A CICE Consortium graphic of sea-ice physics illustrates the complexity and breadth of variables at play. Image Courtesy LANL
The Polar Regions on Earth—the areas around the North and South Poles—have about 9 million square miles of sea ice floating in their oceans. Once inhabited by very few people, the Polar Regions are now home to more people than ever before; there are more than 4 million people living in the Arctic. These regions are important to industries such as commercial shipping and fishing, mining, energy, recreation and tourism, scientific research, and even military bases and defense operations. Given this, the need to understand how changing sea ice can impact these activities is critical.
Particularly in the Arctic, sea ice complicates navigating shipping channels and impacts the safety of naval submarines. Furthermore, diminishing ice—a consequence of climate change—can impact the lives of people living in the region.
To support these industries and people, researchers use satellites, aircraft, and ships to collect data on sea ice, such as how far it extends, its thickness, and its brightness.

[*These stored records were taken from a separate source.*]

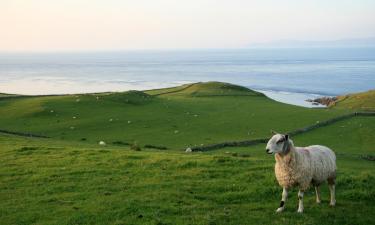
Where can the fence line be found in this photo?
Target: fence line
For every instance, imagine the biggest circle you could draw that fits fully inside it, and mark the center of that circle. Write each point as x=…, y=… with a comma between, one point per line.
x=294, y=132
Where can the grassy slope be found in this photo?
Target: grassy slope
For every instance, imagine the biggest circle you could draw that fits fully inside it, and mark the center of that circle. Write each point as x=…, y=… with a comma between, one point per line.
x=358, y=101
x=44, y=181
x=201, y=113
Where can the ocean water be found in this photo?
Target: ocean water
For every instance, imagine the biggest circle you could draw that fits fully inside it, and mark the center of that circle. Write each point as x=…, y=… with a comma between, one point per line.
x=287, y=75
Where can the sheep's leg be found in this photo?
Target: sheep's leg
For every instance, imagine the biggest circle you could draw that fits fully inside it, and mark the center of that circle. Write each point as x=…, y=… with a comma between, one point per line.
x=317, y=191
x=331, y=185
x=300, y=201
x=284, y=196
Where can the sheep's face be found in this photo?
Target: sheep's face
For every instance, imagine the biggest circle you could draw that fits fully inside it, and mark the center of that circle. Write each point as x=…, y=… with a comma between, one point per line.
x=277, y=143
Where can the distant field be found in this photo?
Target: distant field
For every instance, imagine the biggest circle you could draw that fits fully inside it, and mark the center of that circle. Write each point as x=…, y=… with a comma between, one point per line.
x=70, y=179
x=202, y=113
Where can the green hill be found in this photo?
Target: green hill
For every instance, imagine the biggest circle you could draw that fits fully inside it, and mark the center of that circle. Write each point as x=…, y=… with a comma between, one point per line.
x=176, y=118
x=47, y=181
x=205, y=89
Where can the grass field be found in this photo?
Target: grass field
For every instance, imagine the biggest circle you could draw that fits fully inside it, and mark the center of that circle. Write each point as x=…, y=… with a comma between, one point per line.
x=66, y=180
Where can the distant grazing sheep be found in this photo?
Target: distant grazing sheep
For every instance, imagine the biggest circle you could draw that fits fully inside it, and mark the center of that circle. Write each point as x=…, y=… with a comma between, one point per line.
x=302, y=166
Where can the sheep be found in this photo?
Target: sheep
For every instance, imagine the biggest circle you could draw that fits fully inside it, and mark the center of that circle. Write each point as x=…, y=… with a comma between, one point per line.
x=302, y=167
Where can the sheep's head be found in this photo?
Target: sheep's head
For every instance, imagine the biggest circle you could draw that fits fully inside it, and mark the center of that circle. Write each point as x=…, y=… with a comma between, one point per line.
x=279, y=143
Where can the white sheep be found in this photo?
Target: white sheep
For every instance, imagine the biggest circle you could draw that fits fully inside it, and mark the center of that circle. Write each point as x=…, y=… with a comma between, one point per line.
x=302, y=166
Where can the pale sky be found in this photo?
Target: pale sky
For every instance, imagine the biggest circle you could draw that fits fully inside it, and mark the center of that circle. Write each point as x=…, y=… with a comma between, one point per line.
x=55, y=25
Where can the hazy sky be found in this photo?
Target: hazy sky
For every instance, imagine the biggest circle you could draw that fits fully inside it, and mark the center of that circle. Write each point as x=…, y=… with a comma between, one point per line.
x=48, y=25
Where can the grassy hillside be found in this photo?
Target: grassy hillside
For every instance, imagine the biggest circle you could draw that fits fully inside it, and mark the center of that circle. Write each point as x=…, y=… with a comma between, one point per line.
x=45, y=181
x=364, y=101
x=176, y=118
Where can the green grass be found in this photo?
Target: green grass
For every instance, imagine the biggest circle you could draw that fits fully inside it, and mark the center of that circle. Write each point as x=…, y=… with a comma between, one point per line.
x=67, y=180
x=45, y=181
x=203, y=113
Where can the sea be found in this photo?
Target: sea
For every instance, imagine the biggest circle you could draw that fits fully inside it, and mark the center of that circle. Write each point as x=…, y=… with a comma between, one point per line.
x=289, y=75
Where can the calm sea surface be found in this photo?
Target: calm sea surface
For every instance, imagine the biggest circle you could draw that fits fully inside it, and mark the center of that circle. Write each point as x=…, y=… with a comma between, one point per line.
x=288, y=75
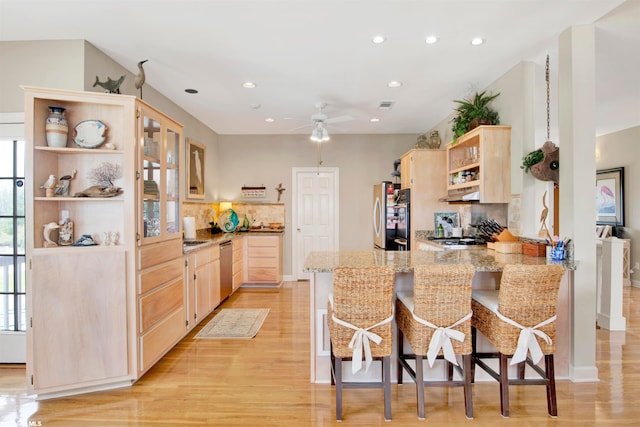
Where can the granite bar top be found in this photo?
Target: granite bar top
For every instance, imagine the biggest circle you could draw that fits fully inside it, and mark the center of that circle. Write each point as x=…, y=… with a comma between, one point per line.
x=483, y=259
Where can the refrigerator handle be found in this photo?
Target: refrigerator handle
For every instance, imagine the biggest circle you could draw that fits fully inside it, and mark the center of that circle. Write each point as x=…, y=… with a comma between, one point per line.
x=377, y=218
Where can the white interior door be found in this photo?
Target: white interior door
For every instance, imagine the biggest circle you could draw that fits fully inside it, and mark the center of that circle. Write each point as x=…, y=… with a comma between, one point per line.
x=314, y=213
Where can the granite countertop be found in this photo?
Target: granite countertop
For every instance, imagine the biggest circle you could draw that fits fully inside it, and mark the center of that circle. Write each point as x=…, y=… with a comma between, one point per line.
x=205, y=238
x=483, y=259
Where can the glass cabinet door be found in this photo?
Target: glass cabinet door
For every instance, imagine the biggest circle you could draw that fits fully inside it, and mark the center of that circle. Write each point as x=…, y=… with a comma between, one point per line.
x=172, y=219
x=160, y=178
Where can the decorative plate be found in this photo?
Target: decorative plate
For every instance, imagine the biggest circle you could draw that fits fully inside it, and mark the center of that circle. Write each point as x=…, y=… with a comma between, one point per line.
x=89, y=133
x=228, y=221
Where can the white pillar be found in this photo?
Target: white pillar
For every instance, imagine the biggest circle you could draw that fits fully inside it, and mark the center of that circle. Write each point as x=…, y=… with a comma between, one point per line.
x=610, y=311
x=577, y=142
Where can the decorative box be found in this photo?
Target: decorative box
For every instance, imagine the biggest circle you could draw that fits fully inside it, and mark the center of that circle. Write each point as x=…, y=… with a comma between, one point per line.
x=534, y=249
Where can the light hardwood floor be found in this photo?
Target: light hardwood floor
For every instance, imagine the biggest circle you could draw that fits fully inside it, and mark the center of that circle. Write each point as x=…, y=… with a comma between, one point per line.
x=265, y=382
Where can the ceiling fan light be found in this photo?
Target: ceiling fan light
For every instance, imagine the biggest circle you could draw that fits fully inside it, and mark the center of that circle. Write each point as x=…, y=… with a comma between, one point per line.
x=325, y=135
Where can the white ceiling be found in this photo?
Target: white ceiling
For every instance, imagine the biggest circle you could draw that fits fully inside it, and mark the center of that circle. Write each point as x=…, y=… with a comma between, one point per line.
x=301, y=52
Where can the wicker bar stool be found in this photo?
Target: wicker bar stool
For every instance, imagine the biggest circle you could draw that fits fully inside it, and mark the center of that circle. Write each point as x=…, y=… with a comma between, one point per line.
x=519, y=319
x=360, y=320
x=436, y=320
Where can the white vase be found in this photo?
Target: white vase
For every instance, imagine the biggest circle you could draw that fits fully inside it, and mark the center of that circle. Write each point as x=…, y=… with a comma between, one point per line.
x=56, y=127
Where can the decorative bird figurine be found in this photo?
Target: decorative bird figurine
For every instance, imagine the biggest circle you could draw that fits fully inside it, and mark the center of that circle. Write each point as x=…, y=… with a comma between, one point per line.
x=280, y=189
x=49, y=186
x=110, y=86
x=46, y=233
x=62, y=188
x=140, y=78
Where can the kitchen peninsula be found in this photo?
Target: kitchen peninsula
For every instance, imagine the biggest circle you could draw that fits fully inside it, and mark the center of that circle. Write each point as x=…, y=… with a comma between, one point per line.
x=488, y=264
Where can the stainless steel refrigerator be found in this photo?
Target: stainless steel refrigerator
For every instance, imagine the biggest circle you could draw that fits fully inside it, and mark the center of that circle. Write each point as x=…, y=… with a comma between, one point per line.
x=385, y=217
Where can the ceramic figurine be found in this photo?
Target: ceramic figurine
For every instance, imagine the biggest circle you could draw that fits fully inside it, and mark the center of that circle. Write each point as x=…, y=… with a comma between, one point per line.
x=140, y=78
x=49, y=186
x=48, y=228
x=110, y=86
x=56, y=127
x=62, y=188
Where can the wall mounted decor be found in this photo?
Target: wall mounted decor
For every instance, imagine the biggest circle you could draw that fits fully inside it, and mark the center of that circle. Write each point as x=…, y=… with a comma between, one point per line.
x=196, y=169
x=610, y=197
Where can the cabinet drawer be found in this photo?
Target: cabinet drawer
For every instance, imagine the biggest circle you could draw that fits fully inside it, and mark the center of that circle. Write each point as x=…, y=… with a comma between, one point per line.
x=262, y=263
x=158, y=304
x=160, y=339
x=271, y=241
x=237, y=267
x=204, y=256
x=160, y=275
x=262, y=251
x=262, y=275
x=158, y=253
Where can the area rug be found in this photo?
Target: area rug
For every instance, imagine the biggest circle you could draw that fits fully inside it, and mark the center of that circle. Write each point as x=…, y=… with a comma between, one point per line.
x=235, y=323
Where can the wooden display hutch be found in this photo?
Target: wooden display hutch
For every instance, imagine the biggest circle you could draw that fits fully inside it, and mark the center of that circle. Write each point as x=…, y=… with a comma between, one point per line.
x=93, y=310
x=480, y=161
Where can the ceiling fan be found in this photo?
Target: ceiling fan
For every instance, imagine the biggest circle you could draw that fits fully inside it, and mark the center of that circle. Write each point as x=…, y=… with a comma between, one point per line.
x=319, y=122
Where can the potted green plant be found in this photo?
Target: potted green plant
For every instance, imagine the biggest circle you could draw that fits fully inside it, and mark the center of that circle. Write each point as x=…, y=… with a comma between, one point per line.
x=472, y=112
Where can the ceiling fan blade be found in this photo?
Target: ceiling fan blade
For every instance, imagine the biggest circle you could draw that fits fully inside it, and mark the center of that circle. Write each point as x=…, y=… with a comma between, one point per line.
x=307, y=126
x=339, y=119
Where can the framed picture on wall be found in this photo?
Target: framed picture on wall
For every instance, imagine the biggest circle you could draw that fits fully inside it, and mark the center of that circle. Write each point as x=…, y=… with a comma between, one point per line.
x=195, y=169
x=610, y=197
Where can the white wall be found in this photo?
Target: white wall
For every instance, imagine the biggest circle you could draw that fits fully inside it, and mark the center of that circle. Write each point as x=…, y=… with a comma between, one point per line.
x=622, y=149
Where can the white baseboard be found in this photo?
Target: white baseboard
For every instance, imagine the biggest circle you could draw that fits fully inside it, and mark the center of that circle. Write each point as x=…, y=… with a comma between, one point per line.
x=13, y=348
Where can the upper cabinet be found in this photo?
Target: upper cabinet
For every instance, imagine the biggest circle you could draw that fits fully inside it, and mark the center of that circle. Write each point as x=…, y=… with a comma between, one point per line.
x=479, y=162
x=159, y=176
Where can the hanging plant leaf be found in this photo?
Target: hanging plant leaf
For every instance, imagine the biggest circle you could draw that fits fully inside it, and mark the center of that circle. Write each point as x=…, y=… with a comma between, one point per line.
x=531, y=159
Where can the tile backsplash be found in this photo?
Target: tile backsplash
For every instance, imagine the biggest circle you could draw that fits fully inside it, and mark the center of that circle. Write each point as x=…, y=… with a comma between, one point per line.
x=256, y=212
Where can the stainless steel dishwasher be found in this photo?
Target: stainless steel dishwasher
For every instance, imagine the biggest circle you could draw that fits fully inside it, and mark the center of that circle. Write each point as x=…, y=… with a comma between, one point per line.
x=226, y=269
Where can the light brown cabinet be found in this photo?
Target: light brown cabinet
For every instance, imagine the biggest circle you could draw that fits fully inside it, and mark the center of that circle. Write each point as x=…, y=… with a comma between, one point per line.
x=238, y=261
x=424, y=172
x=114, y=309
x=480, y=161
x=264, y=259
x=203, y=283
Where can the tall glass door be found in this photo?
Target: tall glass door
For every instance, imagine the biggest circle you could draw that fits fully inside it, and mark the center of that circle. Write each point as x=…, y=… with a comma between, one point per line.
x=12, y=238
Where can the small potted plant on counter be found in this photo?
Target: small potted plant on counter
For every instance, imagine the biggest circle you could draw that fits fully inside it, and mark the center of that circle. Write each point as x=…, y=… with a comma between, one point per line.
x=473, y=112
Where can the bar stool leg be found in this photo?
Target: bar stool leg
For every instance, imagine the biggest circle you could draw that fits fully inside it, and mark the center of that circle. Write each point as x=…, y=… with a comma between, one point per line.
x=468, y=397
x=420, y=386
x=338, y=371
x=504, y=385
x=386, y=379
x=551, y=385
x=400, y=342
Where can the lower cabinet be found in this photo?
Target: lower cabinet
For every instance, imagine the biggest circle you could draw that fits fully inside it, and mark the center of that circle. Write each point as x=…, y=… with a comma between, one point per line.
x=238, y=261
x=161, y=301
x=264, y=259
x=77, y=334
x=203, y=283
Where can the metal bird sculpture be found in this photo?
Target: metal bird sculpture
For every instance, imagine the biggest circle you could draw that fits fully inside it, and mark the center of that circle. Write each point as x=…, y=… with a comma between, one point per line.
x=140, y=78
x=110, y=86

From this data, scientists then develop computer models to forecast the spread and thickness of the ice, providing insight into how sea ice interacts with Earth’s climate.
With funding from the Department of Energy, a Los Alamos National Laboratory team developed a software package known as CICE that calculates the complex physics of sea ice, such as how it freezes, melts, and moves across the ocean’s surface, and how it is influenced by external forces such as the ocean’s currents and winds. Research and forecasting organizations in more than 20 countries have incorporated CICE into their work. The software program is managed by the CICE Consortium, an international group of institutions formed to maintain and develop CICE in the public domain.
By ingesting observed data, CICE is able to accurately predict near-term sea ice conditions, which is a useful tool for those who operate in the region. For example, the U.S. Navy uses CICE to produce predictions of the ice after it is linked with other ocean and atmospheric computer models, and then submits those predictions to the National Oceanic and Atmospheric Administration and the U.S. National Ice Center to be distributed as part of their environmental forecast products.
While monitoring sea ice supports various activities and industries around the poles, the software is also helping scientists around the world to better understand how sea ice influences climate. CICE can model the complex interactions between sea ice, the atmosphere, and the ocean, which are needed to create accurate projections of what the earth system might do over periods of hundreds of years.
For example, changes in the amount of sea ice can alter the global “conveyor belt” of heat. When sea ice forms, most of the salt from the freezing seawater drains into the ocean below. Now denser from all that salt, the water below the ice sinks deeper into the ocean and migrates toward the equator while warmer, equatorial waters circulate into the polar regions. The relatively fresh ice moves to other locations, and as it melts it suppresses the ocean’s circulation by capping the ocean with a lightweight layer of fresher meltwater.
CICE has also provided insight into how disappearing sea ice influences the northern hemisphere polar vortex, causing its dynamics to change. This is happening because as the sea ice cover retreats, the ocean warms more from solar energy, which in turn warms the entire region. That decreases the temperature difference between the warm tropics and the cooler Arctic, which is what has historically confined the polar vortex dynamics to higher latitude regions. Slower, more meandering jet streams and massive intrusions of cold air into mid latitudes, along with intrusions of warmer air into the Arctic region, further destabilizes the ice.
By using CICE to study how sea ice grows and melts, moves, and interacts with global climate patterns, scientists can better understand how sea ice helps modulate the global climate—and, in doing so, gives them the tools to plan and adapt accordingly.